Lower lethality energy threshold for explosive fragments: 78.6 joules (58 foot lbs)
Energy of 0.38 caliber bullet: 163 joules (120 foot lbs)
Average energy involved in a tackle: 610 joules (450 foot lbs)
You can see that energy alone does not tell the whole story - if it did, the bullet would be much less lethal than a football tackle, which has the greatest energy of three. Obviously, there is another factor to be considered, and that involves the area over which the energy is applied. The tackle spreads out the energy over the cross-section of the human body, whereas the bullet concentrates it into a very tiny area. So let's compute a new number to characterize lethality, one in which we divide the energy by the area over which it is concentrated. Doing this for the tackle and the bullet gives
Lethality of 0.38 caliber bullet: 630,000 joules per square meter
Lethality of football tackle: 547 joules per square meter
This makes much more sense - it is over 1000 times easier to be killed by a bullet than a football tackle. So where do model rockets fit into this framework?
To figure that out, I used the Rocksim simulation program to generate results for 3 rockets - the Estes Alpha, Big Bertha, and the diminutive Mosquito.
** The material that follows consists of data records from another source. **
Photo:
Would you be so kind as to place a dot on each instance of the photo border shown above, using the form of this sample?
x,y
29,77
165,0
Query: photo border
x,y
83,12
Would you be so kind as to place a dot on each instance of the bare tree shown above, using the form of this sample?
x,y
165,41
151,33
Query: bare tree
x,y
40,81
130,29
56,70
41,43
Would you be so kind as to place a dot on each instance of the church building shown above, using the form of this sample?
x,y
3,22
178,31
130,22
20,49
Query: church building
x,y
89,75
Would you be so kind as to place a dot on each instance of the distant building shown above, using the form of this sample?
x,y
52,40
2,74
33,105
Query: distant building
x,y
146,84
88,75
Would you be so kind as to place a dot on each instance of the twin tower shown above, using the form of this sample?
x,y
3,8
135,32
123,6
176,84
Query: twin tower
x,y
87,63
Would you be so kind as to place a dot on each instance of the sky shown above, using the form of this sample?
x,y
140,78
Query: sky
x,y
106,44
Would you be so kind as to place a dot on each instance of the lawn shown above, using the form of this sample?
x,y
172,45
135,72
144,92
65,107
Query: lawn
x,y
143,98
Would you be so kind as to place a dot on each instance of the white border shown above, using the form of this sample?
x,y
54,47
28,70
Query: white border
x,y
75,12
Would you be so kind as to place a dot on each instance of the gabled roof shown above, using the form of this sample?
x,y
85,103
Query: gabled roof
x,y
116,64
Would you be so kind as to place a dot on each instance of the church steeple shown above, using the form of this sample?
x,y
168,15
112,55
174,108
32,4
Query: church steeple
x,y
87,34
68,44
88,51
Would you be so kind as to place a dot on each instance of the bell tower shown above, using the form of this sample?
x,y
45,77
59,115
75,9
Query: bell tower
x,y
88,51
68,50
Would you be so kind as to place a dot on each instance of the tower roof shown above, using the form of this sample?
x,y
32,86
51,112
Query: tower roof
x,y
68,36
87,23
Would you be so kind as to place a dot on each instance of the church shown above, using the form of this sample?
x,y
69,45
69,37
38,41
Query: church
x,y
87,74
For maximum altitude, C6 motors were loaded into the Alpha and the Bertha, and an A10 into the Mosquito; the simulations were then set not to have an ejection charge so that the rockets would virtually crash into the ground at terminal velocity. I then used the mass of the rocket, its frontal area, and the impact speed to calculate the impact energy and lethality. Here are the results:
Estes Mosquito (A10 motor): 1893 joules per square meter
Estes Big Bertha (C6 motor): 14,500 joules per square meter
Estes Alpha (C6 motor): 25,200 joules per square meter
It was the difference between the Alpha and the Bertha that surprised me; even though the Bertha is bigger and more massive, the more streamlined Alpha had a larger terminal velocity and a smaller diameter, which accounted for its greater lethality. However, the main point is that model rockets can be dangerous if they come in ballistic, and the Alpha can have a lethality closer to that of a bullet than a football tackle, by a factor of 10 or so.
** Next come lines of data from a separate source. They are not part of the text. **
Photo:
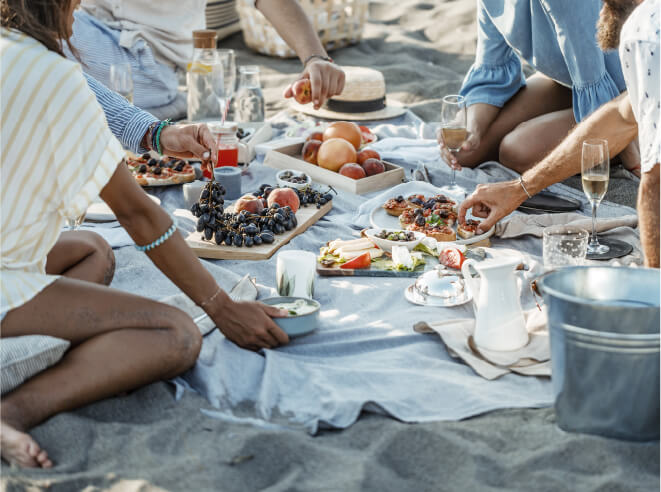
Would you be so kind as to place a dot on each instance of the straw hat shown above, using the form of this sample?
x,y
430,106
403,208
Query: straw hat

These numbers have convinced me to redouble my safety awareness at all launches, even if they involve "just" model rockets. In particular, I think there are three established practices to religiously implement:
- Angle rods away from the crowd for ALL rockets. No one can be hit if the rockets are flying in the other direction.
- Keep everyone 'heads up" whenever a model is launched, regardless of size.
- Consider restricting motors to keep the models visible throughout the flight.
Hopefully, we will never have to give our sympathies to another rocket accident victim. The world is tragic enough.